A sequência de abertura de Past Lives, com estreia adiada no Brasil mas já no streaming nos Estados Unidos, revela o tom do filme muito claramente. A câmera de Celine Song, estreando na direção de longas-metragens e cuja história do filme é baseada em sua própria experiência pessoal, captura o trio de personagens no bar à medida que uma narração ao fundo questiona o que será que eles são.
Ou melhor, qual o estado de relacionamento no qual eles se encontram: se o rapaz coreano é namorado da coreana; se o americano, quieto ao fundo, é amigo dos dois; ou é namorado da coreana, mas está em silêncio porque não entende o que aqueles amigos coreanos de longa data estão falando.
Isso ajuda a diferenciar Past Lives de outros filmes como a trilogia de Richard Linklater (Antes do Amanhecer, Antes do Pôr-do-Sol e Antes do Anoitecer), ao colocar duas pessoas que se reencontram em Nova York e passam o dia juntas. Com menos melodrama e mais maduro, Past Lives permite reflexões que vão além do que assistimos na tela.
Para contar essa história, Celine Song transporta a audiência para a Seul, na Coréia do Sul, de 24 anos atrás. Ali, a pré-adolescente Na Young (Seung Ah Moon) está prestes a emigrar para o Canadá com os pais e sua irmã. Mas tem um garoto na escola, Hae Sung (Seung Min Yim), de quem ela gosta e o sentimento é mútuo. Inteligentes e amigos, eles competem pela nota mais alta, por quem sabe mais e essa é apenas uma faísca do que de fato um sente pelo outro.
Após essa introdução e rotina que estabelece a trama, e também o conflito dela, Past Lives avança doze anos enquanto os personagens, adultos, seguem a vida, crescem e se desenvolvem em países diferentes.

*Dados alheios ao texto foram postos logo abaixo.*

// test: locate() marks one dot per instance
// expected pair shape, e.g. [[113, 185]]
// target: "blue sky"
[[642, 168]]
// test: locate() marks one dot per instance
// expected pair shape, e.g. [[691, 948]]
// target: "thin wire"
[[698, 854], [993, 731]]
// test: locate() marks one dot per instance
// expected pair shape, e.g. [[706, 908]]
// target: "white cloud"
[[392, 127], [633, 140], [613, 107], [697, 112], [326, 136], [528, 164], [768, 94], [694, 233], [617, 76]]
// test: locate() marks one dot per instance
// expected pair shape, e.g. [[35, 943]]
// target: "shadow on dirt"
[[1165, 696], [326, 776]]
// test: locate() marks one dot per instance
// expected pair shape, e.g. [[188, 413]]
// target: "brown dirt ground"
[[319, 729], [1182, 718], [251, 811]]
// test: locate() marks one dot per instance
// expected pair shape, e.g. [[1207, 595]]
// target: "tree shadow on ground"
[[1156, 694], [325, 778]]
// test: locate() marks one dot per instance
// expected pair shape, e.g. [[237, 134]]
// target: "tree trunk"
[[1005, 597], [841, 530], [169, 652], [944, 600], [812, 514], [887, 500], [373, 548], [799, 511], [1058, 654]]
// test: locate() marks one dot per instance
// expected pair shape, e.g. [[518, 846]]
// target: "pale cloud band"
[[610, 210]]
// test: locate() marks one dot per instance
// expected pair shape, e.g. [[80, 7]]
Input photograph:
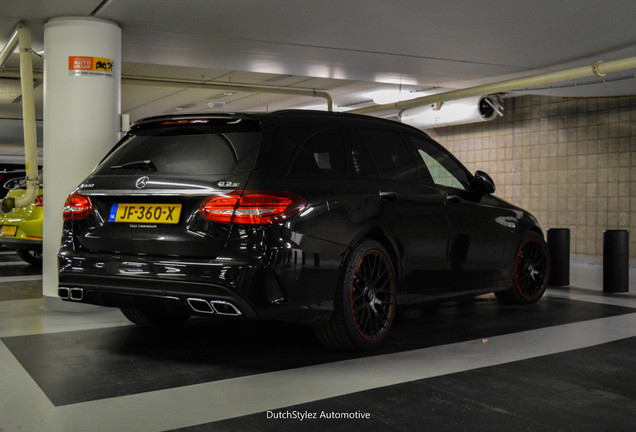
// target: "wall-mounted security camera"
[[454, 112]]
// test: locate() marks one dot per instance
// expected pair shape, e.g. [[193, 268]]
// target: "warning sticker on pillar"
[[90, 66]]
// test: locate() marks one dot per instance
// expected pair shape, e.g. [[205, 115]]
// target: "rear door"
[[147, 192], [480, 231], [413, 210]]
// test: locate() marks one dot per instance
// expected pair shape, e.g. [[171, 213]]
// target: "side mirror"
[[484, 182]]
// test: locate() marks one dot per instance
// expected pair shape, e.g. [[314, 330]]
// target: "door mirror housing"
[[484, 182]]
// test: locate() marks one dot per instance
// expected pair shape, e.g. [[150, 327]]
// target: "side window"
[[442, 169], [320, 154], [361, 163], [390, 154]]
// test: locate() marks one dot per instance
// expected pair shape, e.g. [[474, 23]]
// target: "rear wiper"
[[145, 165]]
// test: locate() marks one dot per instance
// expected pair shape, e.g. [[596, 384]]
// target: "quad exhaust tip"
[[216, 307]]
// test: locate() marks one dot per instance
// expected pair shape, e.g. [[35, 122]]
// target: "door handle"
[[388, 196], [452, 198]]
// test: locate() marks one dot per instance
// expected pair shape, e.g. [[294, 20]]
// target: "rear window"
[[193, 148]]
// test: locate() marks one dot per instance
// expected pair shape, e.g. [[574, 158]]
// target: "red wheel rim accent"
[[531, 269], [373, 295]]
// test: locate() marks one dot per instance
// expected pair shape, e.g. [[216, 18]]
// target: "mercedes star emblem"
[[142, 182]]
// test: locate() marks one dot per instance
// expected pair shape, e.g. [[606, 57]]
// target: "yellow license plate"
[[145, 213], [8, 230]]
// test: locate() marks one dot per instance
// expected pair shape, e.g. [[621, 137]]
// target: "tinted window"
[[390, 154], [187, 149], [320, 154], [438, 165], [361, 162]]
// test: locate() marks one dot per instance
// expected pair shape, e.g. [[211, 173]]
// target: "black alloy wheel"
[[531, 272], [365, 301]]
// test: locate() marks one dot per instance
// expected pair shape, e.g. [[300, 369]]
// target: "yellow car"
[[21, 228]]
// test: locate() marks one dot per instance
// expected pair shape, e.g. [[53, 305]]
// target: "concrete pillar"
[[82, 94]]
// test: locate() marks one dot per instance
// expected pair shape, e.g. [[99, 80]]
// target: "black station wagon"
[[322, 218]]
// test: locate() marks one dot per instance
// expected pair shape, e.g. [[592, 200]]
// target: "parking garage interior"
[[565, 150]]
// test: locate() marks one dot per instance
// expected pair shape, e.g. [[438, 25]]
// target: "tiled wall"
[[571, 162]]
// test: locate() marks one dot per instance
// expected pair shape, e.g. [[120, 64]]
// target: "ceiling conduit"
[[21, 37], [598, 69]]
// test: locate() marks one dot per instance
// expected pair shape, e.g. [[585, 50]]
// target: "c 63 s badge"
[[228, 184]]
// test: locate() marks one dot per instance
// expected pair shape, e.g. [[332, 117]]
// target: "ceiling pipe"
[[21, 36], [598, 69], [141, 80]]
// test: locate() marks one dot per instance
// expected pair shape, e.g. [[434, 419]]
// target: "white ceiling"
[[346, 47]]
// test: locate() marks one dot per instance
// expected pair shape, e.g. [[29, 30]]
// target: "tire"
[[155, 319], [365, 301], [531, 271], [30, 256]]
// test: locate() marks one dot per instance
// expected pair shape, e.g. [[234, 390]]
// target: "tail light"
[[77, 207], [251, 207]]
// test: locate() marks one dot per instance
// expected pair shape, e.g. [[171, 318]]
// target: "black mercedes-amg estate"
[[323, 218]]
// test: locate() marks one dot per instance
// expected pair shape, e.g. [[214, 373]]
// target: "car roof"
[[274, 116]]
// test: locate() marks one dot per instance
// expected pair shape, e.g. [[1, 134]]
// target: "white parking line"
[[219, 400], [20, 278], [13, 263]]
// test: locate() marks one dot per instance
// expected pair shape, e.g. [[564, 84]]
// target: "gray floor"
[[92, 371]]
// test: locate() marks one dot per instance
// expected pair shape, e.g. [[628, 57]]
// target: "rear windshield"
[[186, 148]]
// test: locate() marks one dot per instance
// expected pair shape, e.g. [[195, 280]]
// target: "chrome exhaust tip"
[[216, 307], [200, 305], [77, 294], [225, 308]]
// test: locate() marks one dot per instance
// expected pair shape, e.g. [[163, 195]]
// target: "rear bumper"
[[264, 288]]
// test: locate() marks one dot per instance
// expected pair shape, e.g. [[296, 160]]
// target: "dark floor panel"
[[591, 389], [20, 290], [86, 365]]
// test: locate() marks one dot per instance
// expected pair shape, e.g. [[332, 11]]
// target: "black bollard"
[[559, 247], [615, 261]]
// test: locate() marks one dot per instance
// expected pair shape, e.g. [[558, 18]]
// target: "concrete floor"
[[565, 363]]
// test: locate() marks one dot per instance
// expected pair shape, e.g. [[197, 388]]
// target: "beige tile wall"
[[571, 162]]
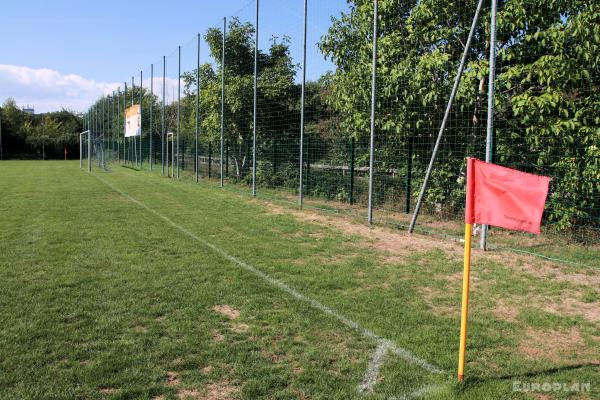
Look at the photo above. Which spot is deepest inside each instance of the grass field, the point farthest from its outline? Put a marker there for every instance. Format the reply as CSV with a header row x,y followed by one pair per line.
x,y
123,284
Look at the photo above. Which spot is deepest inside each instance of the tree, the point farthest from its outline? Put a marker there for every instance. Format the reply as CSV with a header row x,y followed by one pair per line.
x,y
275,88
547,92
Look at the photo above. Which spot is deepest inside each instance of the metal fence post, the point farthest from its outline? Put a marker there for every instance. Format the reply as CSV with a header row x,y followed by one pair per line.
x,y
255,102
1,154
196,161
445,119
302,102
162,117
81,147
223,99
151,130
89,151
373,108
119,126
490,117
409,165
178,109
351,189
209,159
141,119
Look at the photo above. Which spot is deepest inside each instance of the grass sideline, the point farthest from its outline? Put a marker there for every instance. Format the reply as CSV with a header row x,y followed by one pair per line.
x,y
103,299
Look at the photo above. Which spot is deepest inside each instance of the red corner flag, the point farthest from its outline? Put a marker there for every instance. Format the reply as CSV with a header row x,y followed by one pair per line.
x,y
504,197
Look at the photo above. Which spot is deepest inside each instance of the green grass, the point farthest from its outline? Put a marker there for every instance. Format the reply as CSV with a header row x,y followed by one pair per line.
x,y
103,298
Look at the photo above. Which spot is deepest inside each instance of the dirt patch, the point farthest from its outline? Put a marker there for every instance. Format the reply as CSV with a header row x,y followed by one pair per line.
x,y
551,345
432,296
217,337
172,379
222,390
571,306
240,328
189,394
227,311
391,241
505,311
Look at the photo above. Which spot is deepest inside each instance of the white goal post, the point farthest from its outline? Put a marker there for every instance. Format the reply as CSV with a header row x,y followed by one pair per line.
x,y
89,150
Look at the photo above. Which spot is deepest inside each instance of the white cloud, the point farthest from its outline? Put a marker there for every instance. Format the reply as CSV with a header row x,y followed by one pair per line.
x,y
49,90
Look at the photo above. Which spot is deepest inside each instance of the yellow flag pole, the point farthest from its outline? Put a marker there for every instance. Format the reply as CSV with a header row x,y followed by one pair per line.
x,y
465,303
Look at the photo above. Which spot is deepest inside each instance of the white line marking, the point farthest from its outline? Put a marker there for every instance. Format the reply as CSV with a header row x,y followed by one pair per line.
x,y
419,392
384,345
372,372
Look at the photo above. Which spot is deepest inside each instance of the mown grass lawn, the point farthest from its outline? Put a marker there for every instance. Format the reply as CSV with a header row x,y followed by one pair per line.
x,y
127,285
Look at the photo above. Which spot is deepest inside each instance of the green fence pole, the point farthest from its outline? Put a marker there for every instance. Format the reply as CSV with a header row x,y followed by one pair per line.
x,y
409,163
351,189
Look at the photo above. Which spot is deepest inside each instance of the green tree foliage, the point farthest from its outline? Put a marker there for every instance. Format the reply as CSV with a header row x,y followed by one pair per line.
x,y
278,95
50,135
547,98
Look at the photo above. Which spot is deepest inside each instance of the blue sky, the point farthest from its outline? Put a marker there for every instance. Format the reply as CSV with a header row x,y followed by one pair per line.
x,y
65,53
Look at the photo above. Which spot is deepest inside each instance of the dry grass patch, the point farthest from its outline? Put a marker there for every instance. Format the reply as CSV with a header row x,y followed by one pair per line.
x,y
172,379
221,390
227,311
388,240
552,345
573,307
431,296
506,311
240,328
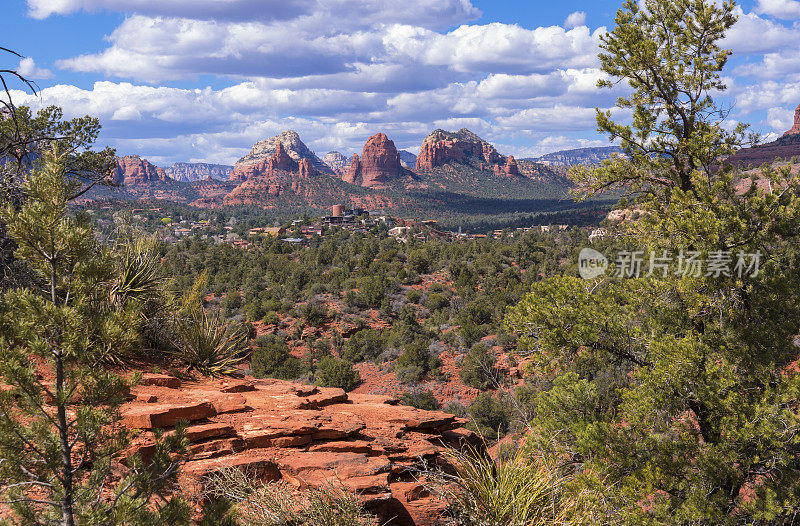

Na Young, que agora se chama Nora (Greta Lee, em soberba atuação) vive em Nova York em busca da sua carreira como escritora, enquanto que Hae Sung (Teo Yoo) segue sua carreira de engenheiro. Os dois conseguem se reencontrar por meio do Facebook e começam a passar tempo juntos pelo Skype conversando. É como se estivessem namorando à distância, até que as bifurcações nos caminhos de ambos novamente os afastam.
Mais doze anos se passam até que eles se reconectam novamente, quando Hae Sung finalmente decide visitar Nova York. Com o reencontro, Celine Song retoma também o visual apaixonante que cerca os dois personagens e lembra as primeiras sequências de ambos ainda crianças. Não há qualquer interação física entre os dois, mas é possível sentir que há algo de especial na forma como se olham, na empolgação com que os diálogos são falados e também como sorriem um para o outro.
Past Lives também discute imigração e como essa experiência marca a vida de alguém. Deixar toda uma cultura para trás reflete nos relacionamentos de Nora que, casada com Arthur (John Magaro) e restabelecendo essa conexão com Hae Sung (e com seu passado juvenil), a faz também se sentir menos coreana como ela própria confidencia em determinado momento.
Romântico e maduro o suficiente para filosofar pensamentos sobre a vida, Past Lives faz os personagens questionarem o que teria acontecido se Nora não emigrasse, se isso seria suficiente para ela e Hae Sung estarem juntos ou o que seriam da vida de ambos se eles tivessem crescido em Seul e não separados um do outro.
Nessa mistura que junta nostalgia, remorso, afeto e amor, o filme de Celine Song se posiciona como diferente em relação às outras produções similares ao não buscar o melodrama fácil ou da tentação de transformar a história em um fútil triângulo amoroso. Song protege o sentimento especial entre Nora e Hae Sung ao mostrar que, no fim, o vínculo e a conexão especial que um tem pelo outro é tão eterno como se estivessem de fato juntos.